Using the mathematical form of the imputation model in the chapter, explain what is being assumed about how the missing values were generated.

#### 14M2

In earlier chapters, we threw away cases from the primate milk data, so we could use the neocortex variable. Now repeat the WAIC model comparison example from Chapter 6, but use im- putation on the neocortex variable so that you can include all of the cases in the original data. The simplest form of imputation is acceptable. How are the model comparison results affected by being able to include all of the cases?

#### 14M3

Repeat the divorce data measurement error models, but this time double the standard errors. Can you explain how doubling the standard errors impacts inference?

### Hard

#### 14H1

The data in `data(elephants)` are counts of matings observed for bull elephants of differing ages.
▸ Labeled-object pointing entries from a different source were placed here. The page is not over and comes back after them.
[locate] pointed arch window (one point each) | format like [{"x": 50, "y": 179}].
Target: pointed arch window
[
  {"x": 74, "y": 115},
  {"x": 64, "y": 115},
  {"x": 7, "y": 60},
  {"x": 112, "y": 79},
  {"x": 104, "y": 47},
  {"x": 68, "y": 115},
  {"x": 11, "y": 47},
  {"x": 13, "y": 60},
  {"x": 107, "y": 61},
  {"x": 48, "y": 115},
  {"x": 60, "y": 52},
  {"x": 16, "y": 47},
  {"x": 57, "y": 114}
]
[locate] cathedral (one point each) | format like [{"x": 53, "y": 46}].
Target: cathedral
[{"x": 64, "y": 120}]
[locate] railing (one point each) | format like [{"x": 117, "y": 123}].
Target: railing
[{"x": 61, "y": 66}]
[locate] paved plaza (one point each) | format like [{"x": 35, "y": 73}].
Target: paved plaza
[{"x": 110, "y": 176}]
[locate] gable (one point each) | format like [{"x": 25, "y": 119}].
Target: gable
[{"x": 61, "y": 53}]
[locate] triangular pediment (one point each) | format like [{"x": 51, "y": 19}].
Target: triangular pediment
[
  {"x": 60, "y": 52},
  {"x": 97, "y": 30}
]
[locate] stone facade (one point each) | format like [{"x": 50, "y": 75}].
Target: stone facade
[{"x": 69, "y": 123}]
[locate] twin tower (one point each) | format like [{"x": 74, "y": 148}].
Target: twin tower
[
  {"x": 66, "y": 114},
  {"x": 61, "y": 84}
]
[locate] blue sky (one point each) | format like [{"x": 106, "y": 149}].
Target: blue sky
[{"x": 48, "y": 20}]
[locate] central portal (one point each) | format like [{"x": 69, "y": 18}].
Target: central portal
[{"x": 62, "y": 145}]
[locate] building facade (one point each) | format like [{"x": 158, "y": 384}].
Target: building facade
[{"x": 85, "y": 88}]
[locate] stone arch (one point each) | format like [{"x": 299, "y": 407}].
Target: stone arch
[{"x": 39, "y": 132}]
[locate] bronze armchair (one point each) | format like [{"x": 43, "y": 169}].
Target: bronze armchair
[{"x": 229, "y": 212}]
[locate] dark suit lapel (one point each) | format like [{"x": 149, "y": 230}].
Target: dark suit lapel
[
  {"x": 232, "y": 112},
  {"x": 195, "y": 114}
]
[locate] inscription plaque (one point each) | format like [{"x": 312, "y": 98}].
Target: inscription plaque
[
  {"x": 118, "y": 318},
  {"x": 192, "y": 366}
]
There is a strong positive relationship between age and matings. However, age is not always assessed accurately. First, fit a Poisson model predicting `MATINGS` with `AGE` as a predictor. Second, assume that the observed `AGE` values are uncertain and have a standard error of ±5 years. Re-estimate the relationship between `MATINGS` and `AGE`, incorporating this measurement error. Compare the inferences of the two models.

#### 14H2

Repeat the model fitting problem above, now increasing the assumed standard error on `AGE`. How large does the standard error have to get before the posterior mean for the coefficient on AGE reaches zero?

#### 14H3

The fact that information flows in all directions among parameters sometimes leads to rather unintuitive conclusions. Here’s an example from missing data imputation, in which imputation of a single datum reverses the direction of an inferred relationship. Use these data:

```r
set.seed(100)
x <- c( rnorm(10) , NA )
y <- c( rnorm(10,x) , 100 )
d <- list(x=x,y=y)
```

These data comprise 11 cases, one of which has a missing predictor value. You can quickly confirm that a regression of y on x for only the complete cases indicates a strong positive relationship between the two variables. But now fit this model, imputing the one missing value for x:

$$
\begin{align}
y_i &\sim Normal(\mu_i, \sigma) \\
\mu_i &= \alpha + \beta x_i \\
xi &\sim Normal(0, 1) \\
\alpha &\sim Normal(0, 100) \\
\beta &\sim Normal(0, 100) \\
\sigma &\sim HalfCauchy(0, 1) \\
\end{align}
$$

What has happened to the posterior distribution of β? Be sure to inspect the full density. Can you explain the change in inference?